About 300 garment workers, NGO staff, civil servants and media staged a “fashion show” at the United Sisterhood Alliance-Worker’s Information Center (US-WIC) in Phnom Penh on May 25, called “Beautiful Clothes, Ugly realities”.

As the Cambodian government still bans its opponents from using Freedom Park for protests, the fashion show was seen as a new, creative way of getting across our message.

Realising that if they are silenced by fear and don't take action, there is no possibility of change for in their lives, Cambodian garment workers confidently took to the catwalk carrying giant US$100 notes which they then tore up.

They then placed the torn strips into different boxes labelled “food”, “water”, “electricity”, “utility”, “transport” and “health” to make the point they are not paid enough to survive.

To meet their basic needs and to support their families, Cambodian garment workers have to work long hours of overtime.

In another scene, the garment workers re-enacted this violent suppression, which took place on Veng Sreng Boulevard in January. A garment workers' strike for a minimum wage of $160 a month was violently suppressed by the Cambodian government. Four workers were shot dead.

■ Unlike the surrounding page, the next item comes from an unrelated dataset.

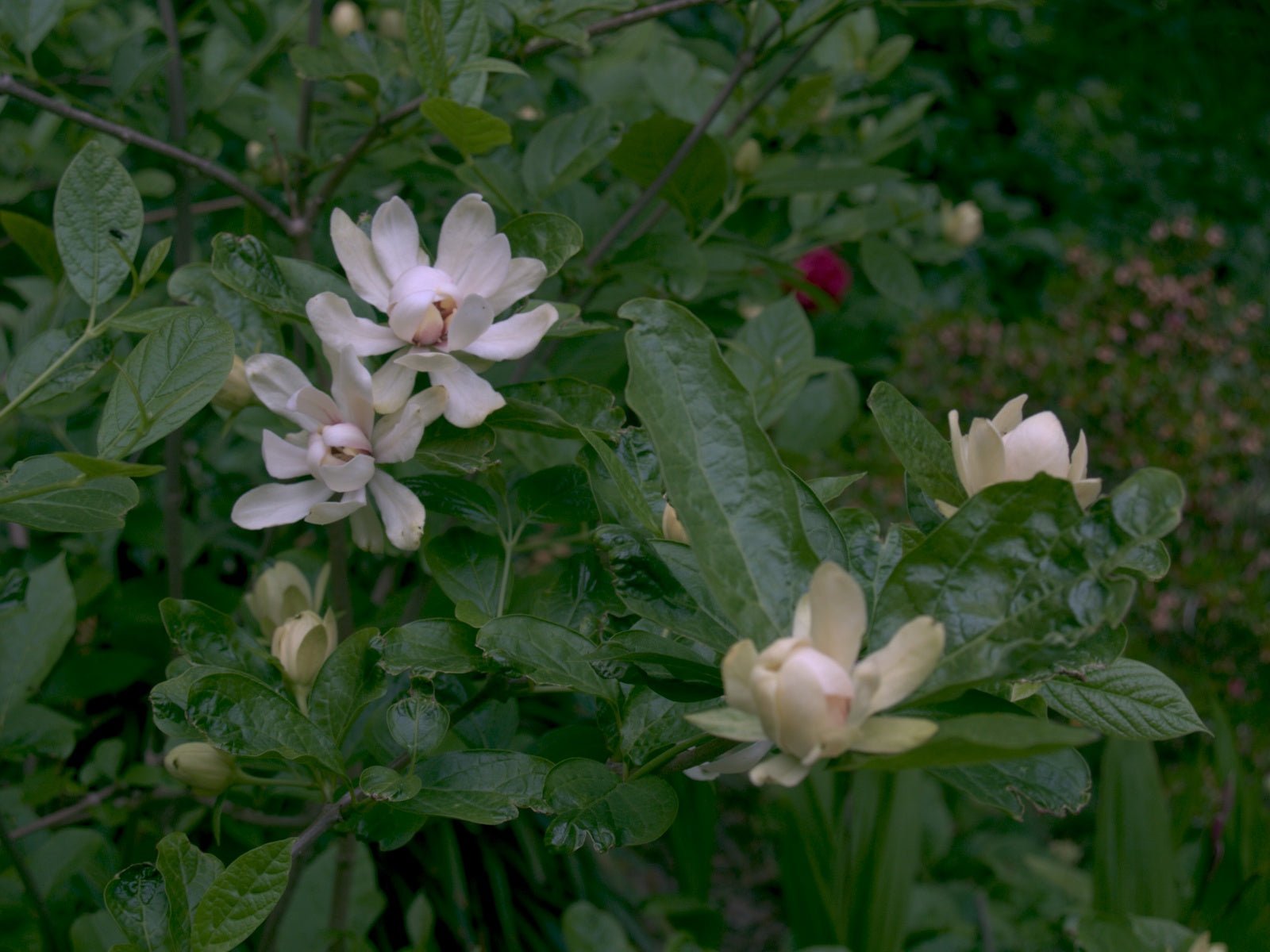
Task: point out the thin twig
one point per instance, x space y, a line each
743 63
210 169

Just two days before the shootings, the government raised the minimum wage for textile and garment workers from $85 to $100 a month still not enough to live on.

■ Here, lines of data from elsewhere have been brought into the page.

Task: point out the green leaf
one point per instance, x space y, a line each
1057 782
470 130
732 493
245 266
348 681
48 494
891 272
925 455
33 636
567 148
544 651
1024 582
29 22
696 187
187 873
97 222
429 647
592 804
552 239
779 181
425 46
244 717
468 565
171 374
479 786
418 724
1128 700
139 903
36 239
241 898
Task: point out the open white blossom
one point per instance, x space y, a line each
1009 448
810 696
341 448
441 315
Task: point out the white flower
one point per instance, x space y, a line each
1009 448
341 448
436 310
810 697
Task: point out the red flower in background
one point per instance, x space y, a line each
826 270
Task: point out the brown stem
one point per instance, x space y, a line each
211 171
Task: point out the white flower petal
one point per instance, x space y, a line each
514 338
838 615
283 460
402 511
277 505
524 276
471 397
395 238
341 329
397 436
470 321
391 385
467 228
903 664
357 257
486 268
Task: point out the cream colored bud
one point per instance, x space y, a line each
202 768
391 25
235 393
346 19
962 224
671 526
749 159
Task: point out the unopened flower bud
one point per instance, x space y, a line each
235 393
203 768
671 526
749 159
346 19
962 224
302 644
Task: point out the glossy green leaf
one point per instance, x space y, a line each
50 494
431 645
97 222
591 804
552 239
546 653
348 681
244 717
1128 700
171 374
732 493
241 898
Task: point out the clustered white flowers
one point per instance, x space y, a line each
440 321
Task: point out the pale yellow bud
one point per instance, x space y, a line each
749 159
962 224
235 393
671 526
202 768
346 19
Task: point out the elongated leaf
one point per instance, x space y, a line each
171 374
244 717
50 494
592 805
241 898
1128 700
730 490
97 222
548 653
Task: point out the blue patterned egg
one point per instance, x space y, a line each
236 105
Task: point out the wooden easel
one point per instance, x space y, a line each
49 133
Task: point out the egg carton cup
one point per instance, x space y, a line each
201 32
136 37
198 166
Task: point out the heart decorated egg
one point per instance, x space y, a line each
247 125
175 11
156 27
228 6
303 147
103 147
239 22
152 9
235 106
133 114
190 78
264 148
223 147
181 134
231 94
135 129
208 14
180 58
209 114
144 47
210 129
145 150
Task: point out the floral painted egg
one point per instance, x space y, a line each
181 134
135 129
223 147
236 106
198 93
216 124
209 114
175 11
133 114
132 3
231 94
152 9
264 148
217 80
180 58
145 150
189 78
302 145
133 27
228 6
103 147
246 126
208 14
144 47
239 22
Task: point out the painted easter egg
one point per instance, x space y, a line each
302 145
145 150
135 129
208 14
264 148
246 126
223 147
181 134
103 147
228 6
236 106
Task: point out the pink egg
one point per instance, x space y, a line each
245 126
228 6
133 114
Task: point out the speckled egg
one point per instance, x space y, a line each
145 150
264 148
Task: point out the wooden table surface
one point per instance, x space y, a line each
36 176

Cambodian garment workers produce hundreds of thousands of items of clothing each day for export to the US, Europe and other parts of the world. Just two big brand companies make billions of dollars profits from their work and pay their CEOs huge salaries and bonuses. The CEO salaries of just two of these companies, GAP Inc and H&M, are equal to the combined wages of about 700,000 Cambodia textile and garment workers.

At a meeting of garment companies, global unions and government officials at the Cambodian government's “Peace Building” on May 26, there was no detailed discussion, commitment to resolve the dispute, or respond to the demand for a minimum wage of $160 a month. There was just more avoiding of responsibility and blaming workers.

There was no commitment from any of the parties that would deliver on promises to ensure job security, fair wages and decent working and living conditions for garment workers.

The final message from the garment worker’s “fashion show” was that they want fair wages for fair work not bullets.

[Ros Sokunthy is an activist for Focus on Global South-Cambodia, a partner of the United Sisterhood Alliance.]